Office Environments
Sensorisch integrative Büroumgebungen für neurodivergente Arbeitnehmende
Phase 1
Projekttyp: Explorative Forschung
Betroffene Behinderung: Autismus und tiefgreifende Entwicklungsstörungen
Thematiken: Gleichstellung am Arbeitsplatz
Status: Abgeschlossen
Neurodivergente Büroangestellte mit einer Aufmerksamkeitsdefizit-/Hyperaktivitätsstörung (ADHS) sind mit einzigartigen sensorischen Herausforderungen konfrontiert. Diese Studie untersucht diese Herausforderungen in der Schweiz und bewertet gleichzeitig spezifisch die Wirksamkeit von Anpassungen und deren Zusammenhang mit Arbeitszufriedenheit, Wohlbefinden und dem Gefühl, von ihrem Arbeitsplatz unterstützt zu werden.

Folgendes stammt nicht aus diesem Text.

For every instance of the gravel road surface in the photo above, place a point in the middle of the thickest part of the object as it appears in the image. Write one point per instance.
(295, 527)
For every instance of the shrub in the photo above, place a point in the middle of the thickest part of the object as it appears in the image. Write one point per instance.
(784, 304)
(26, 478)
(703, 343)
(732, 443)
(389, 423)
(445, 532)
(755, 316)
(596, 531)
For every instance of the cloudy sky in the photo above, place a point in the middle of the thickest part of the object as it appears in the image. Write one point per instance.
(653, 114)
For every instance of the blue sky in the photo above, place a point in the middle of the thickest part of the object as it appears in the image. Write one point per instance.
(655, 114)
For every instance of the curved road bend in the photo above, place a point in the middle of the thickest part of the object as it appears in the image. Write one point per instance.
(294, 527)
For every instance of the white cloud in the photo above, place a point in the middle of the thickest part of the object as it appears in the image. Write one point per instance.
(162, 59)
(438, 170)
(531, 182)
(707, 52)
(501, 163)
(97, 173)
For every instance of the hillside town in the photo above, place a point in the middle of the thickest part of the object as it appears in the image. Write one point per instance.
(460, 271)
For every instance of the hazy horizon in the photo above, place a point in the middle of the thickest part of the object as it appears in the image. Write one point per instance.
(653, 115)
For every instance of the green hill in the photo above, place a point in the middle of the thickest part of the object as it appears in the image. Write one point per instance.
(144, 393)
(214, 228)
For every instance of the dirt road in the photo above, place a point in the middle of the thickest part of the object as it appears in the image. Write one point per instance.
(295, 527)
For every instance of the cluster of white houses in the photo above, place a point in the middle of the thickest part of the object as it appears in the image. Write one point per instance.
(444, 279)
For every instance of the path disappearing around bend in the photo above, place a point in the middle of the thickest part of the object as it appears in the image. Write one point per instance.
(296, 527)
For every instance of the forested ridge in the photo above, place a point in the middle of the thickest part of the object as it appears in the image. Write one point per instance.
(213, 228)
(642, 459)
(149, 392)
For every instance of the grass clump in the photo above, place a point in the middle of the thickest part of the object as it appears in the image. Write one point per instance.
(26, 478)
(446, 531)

Neurodivergenz (ND) umfasst Erkrankungen wie die Aufmerksamkeitsdefizit-/Hyperaktivitätsstörung (ADHS) und die Autismus-Spektrum-Störung (ASS), die zu einzigartigen sensorischen Herausforderungen führen, darunter eine erhöhte (hyper) oder verminderte (hypo) Empfindlichkeit für Geräusche oder Gerüche, was häufig zu einer Ausgrenzung am Arbeitsplatz führt. Zwar gibt es nur wenige Forschungsarbeiten zu sensorischen Herausforderungen in Büroumgebungen, doch neigen diese dazu, sich hauptsächlich auf ASS zu konzentrieren, wobei ADS/ADHS nur wenig Aufmerksamkeit geschenkt wird. Darüber hinaus fehlt es bestehenden Studien oft an sensorischen Informationen darüber, wie Menschen in Arbeitsumgebungen wahrgenommen werden. Darüber hinaus fehlt es bestehenden Studien häufig an theoretischen sensorischen Rahmenwerken und sie berücksichtigen nicht die unterschiedlichen Eigenschaften von Büros und die Möglichkeiten der räumlichen Anpassung. Infolgedessen sind Arbeitsplatzgestaltungen für Menschen mit ADHS weltweit nach wie vor unterentwickelt, unzureichend erforscht und schlecht umgesetzt, obwohl gesetzliche Mandate dies verlangen.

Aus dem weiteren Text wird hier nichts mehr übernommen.